On central bank independence and the rise of shadow money
Debates over the political impacts of Central Bank Independence (CBI) reached their peak in the late 90s and early 2000s, due to rising inequality and the volatility of financial markets. Initiated with the 1977 Federal Reserve Act and Paul Volcker’s subsequent term as chairman of the Fed, CBI was, and remains, a means of isolating the more “mechanical” field of monetary policy from the fleeting interests of politicians. In order to preserve stability and credibility, independent central banks have made inflation targeting the center point of their agenda. Critics of CBI have argued that the distinction between economic science and political incentives are not as clear as they might seem; low levels of inflation may benefit creditors and investors, but they harm those whose income entirely depends on rising wages. While monetary policy has distributional and political consequences, its decision makers are insulated from public accountability.

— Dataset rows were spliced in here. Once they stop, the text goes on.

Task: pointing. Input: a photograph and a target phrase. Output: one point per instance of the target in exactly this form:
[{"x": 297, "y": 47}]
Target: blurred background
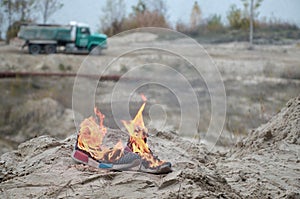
[{"x": 254, "y": 43}]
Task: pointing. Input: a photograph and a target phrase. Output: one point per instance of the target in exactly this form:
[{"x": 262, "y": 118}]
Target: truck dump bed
[{"x": 45, "y": 32}]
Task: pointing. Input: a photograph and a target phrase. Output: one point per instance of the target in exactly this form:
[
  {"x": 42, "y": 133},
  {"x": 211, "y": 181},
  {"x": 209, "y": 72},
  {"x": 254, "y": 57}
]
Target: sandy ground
[
  {"x": 245, "y": 163},
  {"x": 264, "y": 165}
]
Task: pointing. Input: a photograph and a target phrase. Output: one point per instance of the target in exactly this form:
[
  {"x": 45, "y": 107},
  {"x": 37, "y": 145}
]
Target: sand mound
[
  {"x": 282, "y": 130},
  {"x": 265, "y": 165}
]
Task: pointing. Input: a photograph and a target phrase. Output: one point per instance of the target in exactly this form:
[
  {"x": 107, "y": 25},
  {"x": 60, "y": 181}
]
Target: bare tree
[
  {"x": 254, "y": 5},
  {"x": 195, "y": 18},
  {"x": 48, "y": 8},
  {"x": 113, "y": 16}
]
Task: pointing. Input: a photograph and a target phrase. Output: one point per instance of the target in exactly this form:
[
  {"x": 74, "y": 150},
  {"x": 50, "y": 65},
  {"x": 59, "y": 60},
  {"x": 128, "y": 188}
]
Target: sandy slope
[{"x": 264, "y": 165}]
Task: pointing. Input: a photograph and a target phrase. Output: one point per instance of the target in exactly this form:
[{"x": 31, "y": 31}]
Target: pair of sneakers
[{"x": 129, "y": 161}]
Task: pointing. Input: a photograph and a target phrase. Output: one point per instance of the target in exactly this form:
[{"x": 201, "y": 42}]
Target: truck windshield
[{"x": 85, "y": 31}]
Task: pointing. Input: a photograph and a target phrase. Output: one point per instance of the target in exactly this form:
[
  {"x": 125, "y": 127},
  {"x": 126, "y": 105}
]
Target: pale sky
[{"x": 89, "y": 11}]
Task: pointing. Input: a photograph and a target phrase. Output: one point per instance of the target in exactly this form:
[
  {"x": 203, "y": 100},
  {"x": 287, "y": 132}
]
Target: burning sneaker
[
  {"x": 89, "y": 149},
  {"x": 137, "y": 156}
]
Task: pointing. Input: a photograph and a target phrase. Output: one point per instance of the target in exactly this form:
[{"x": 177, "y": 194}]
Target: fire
[
  {"x": 91, "y": 136},
  {"x": 138, "y": 137}
]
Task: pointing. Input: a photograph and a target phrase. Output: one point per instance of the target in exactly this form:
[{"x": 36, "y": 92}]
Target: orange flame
[
  {"x": 91, "y": 136},
  {"x": 138, "y": 137}
]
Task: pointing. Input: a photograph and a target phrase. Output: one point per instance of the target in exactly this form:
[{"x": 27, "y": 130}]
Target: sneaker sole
[{"x": 83, "y": 158}]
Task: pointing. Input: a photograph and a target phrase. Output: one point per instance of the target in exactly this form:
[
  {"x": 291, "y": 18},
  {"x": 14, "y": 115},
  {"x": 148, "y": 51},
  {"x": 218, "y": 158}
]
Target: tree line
[
  {"x": 15, "y": 12},
  {"x": 240, "y": 23}
]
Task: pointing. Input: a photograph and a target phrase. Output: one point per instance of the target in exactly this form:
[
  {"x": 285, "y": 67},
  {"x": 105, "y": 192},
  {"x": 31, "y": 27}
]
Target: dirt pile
[
  {"x": 34, "y": 118},
  {"x": 42, "y": 167},
  {"x": 266, "y": 164}
]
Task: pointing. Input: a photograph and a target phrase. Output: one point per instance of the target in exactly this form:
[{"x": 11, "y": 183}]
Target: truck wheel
[
  {"x": 34, "y": 49},
  {"x": 95, "y": 50},
  {"x": 50, "y": 49}
]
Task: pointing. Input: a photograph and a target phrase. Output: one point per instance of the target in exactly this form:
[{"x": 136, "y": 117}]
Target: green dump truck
[{"x": 73, "y": 38}]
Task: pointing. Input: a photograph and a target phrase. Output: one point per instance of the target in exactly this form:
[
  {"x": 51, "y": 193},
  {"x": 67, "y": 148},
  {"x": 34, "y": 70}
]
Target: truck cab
[
  {"x": 74, "y": 38},
  {"x": 84, "y": 39}
]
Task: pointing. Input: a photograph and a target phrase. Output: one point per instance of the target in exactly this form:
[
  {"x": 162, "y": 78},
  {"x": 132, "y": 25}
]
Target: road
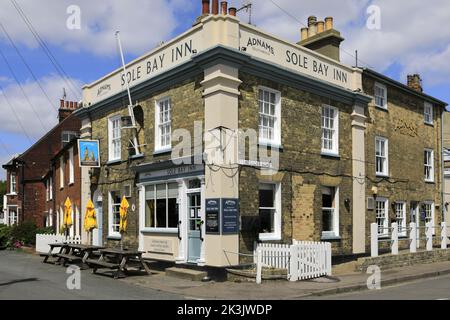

Expanding the literature on the politics of CBI, BENJAMIN BRAUN and DANIELA GABOR examine its financial consequences. In a recently published paper, they argue that the anti-inflationary policies of central banks have catalyzed dependence on shadow money and shadow banking, key components of a broader trend towards financialization:
“In the late 1990s, the US Federal Reserve was confronted with a peculiar predicament. While the world was celebrating central bank independence as a mark of ‘scientific’ economic governance after the populist era of monetizing government bonds, the US Federal Reserve worried about projections that the US government would pay down all its debt by 2012. A world without US government debt, they worried, was a world filled with monetary dangers. Market participants would not have a safe, liquid asset to turn to in times of distress.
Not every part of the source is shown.